For the one-factor HSCL-25 scale, Cronbach’s alpha coefficient was 0.92, similar to the 0.93 obtained in the French version [
13]. Nunally et al. established the critical level of reliability at 0.70; they stated, however, that for the key individual decisions, such as the diagnosis of depression, reliability should be raised to 0.90 [
39]. Cronbach’s alpha for the subscales of depression and anxiety taken separately was greater than 0.80. Such findings demonstrate the strong reliability of the scale to measure depression, especially when employed as a single dimension instrument. The test–retest reliability was greater than 0.90, higher than that observed in other studies [
18], which indicates that the ratings are stable over time. The time interval between the baseline interview and the retest was considered adequate, the test conditions—acceptable, in spite of the retest being carried out by telephone to avoid overwhelming the participants.
Other shortened versions of the scale with five and 10 items [
40,
41] presenting acceptable reliability have been proposed. They could be of use, taking into account the characteristics of the PC environment. These studies have been performed in other languages and it might be of interest to translate them into Spanish.

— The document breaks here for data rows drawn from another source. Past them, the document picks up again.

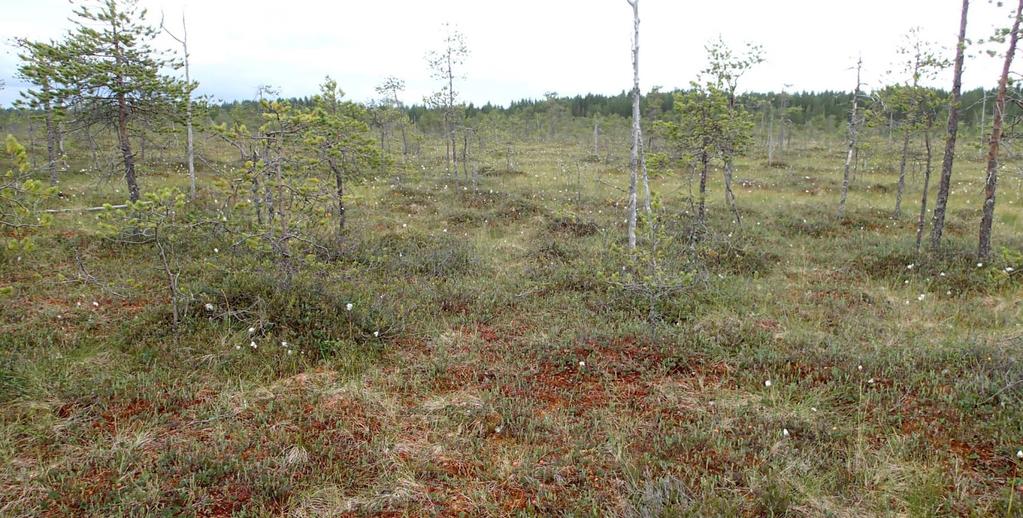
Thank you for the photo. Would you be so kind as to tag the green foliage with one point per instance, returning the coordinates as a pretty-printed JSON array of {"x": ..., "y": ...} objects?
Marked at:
[{"x": 20, "y": 200}]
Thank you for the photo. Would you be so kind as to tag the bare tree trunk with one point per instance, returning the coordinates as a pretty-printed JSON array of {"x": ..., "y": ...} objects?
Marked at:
[
  {"x": 702, "y": 211},
  {"x": 927, "y": 183},
  {"x": 983, "y": 117},
  {"x": 851, "y": 152},
  {"x": 634, "y": 157},
  {"x": 901, "y": 176},
  {"x": 51, "y": 141},
  {"x": 729, "y": 197},
  {"x": 941, "y": 202},
  {"x": 189, "y": 141},
  {"x": 126, "y": 153},
  {"x": 984, "y": 247}
]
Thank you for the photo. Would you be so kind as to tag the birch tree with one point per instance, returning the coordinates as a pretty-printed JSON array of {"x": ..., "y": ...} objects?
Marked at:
[
  {"x": 724, "y": 71},
  {"x": 941, "y": 203},
  {"x": 853, "y": 135},
  {"x": 991, "y": 182},
  {"x": 189, "y": 141},
  {"x": 445, "y": 67},
  {"x": 635, "y": 156}
]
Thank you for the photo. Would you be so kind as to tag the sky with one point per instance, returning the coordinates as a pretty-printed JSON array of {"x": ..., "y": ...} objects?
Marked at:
[{"x": 524, "y": 48}]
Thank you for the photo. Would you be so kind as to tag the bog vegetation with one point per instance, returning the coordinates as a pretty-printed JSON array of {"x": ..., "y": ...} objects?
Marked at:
[{"x": 699, "y": 302}]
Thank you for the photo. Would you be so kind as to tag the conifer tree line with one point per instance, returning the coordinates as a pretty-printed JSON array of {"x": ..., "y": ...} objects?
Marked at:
[{"x": 107, "y": 88}]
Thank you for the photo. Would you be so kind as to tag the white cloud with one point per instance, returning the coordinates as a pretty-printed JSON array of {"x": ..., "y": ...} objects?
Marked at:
[{"x": 528, "y": 47}]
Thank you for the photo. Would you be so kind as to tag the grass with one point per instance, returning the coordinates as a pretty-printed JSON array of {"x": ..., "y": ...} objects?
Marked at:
[{"x": 491, "y": 365}]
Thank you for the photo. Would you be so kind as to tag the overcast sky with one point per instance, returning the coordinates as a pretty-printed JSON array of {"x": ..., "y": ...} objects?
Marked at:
[{"x": 524, "y": 48}]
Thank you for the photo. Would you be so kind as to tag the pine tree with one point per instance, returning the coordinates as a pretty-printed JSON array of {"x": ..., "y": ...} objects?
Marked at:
[{"x": 113, "y": 75}]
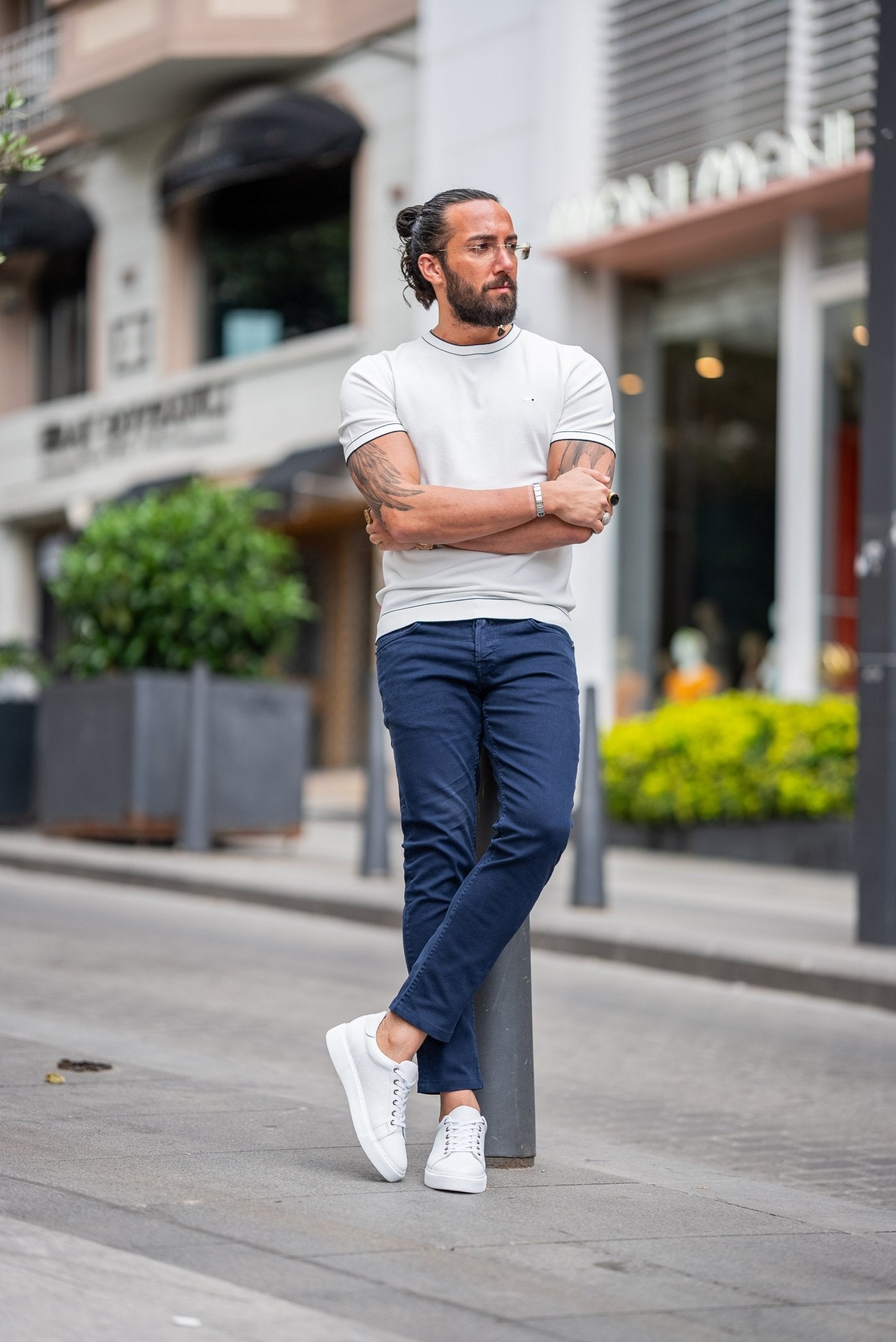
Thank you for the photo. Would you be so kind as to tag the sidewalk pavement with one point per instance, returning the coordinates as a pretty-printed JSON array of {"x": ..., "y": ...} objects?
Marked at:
[{"x": 742, "y": 923}]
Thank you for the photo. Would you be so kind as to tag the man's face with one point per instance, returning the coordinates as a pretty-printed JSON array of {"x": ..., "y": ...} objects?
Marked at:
[{"x": 481, "y": 273}]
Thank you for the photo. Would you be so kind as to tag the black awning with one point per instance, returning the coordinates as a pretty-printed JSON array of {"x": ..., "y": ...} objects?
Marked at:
[
  {"x": 43, "y": 216},
  {"x": 257, "y": 133},
  {"x": 313, "y": 461}
]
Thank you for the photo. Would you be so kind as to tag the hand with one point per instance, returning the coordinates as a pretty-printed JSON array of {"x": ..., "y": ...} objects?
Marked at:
[
  {"x": 581, "y": 497},
  {"x": 381, "y": 539}
]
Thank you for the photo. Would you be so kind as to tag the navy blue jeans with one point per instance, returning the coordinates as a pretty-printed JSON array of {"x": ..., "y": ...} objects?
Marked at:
[{"x": 445, "y": 689}]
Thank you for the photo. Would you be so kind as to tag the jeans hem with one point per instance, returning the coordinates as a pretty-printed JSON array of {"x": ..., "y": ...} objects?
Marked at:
[
  {"x": 432, "y": 1088},
  {"x": 436, "y": 1029}
]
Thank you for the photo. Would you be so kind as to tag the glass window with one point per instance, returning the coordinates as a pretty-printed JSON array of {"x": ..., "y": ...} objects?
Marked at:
[
  {"x": 62, "y": 326},
  {"x": 275, "y": 259},
  {"x": 698, "y": 406},
  {"x": 846, "y": 337}
]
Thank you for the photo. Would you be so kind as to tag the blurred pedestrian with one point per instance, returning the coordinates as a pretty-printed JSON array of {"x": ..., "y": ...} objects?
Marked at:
[{"x": 485, "y": 453}]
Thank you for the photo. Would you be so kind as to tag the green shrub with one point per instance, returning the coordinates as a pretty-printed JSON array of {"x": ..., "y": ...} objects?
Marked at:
[
  {"x": 22, "y": 657},
  {"x": 733, "y": 757},
  {"x": 166, "y": 580}
]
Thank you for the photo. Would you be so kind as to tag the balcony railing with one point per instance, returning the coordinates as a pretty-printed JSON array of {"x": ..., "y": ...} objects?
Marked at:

Our findings indicate that, in the future, the Spanish version of the HSCL-25 scale could be employed as a diagnostic tool for depression in PC consultations. Our study has taken place within the framework of a European project [
8,
9], in which a common methodology has been used for the translation and adaptation of different languages. We believe, therefore, that the HSCL-25 is a good tool to carry out research concerning the prevalence of depression at the European level once the various language versions have been validated.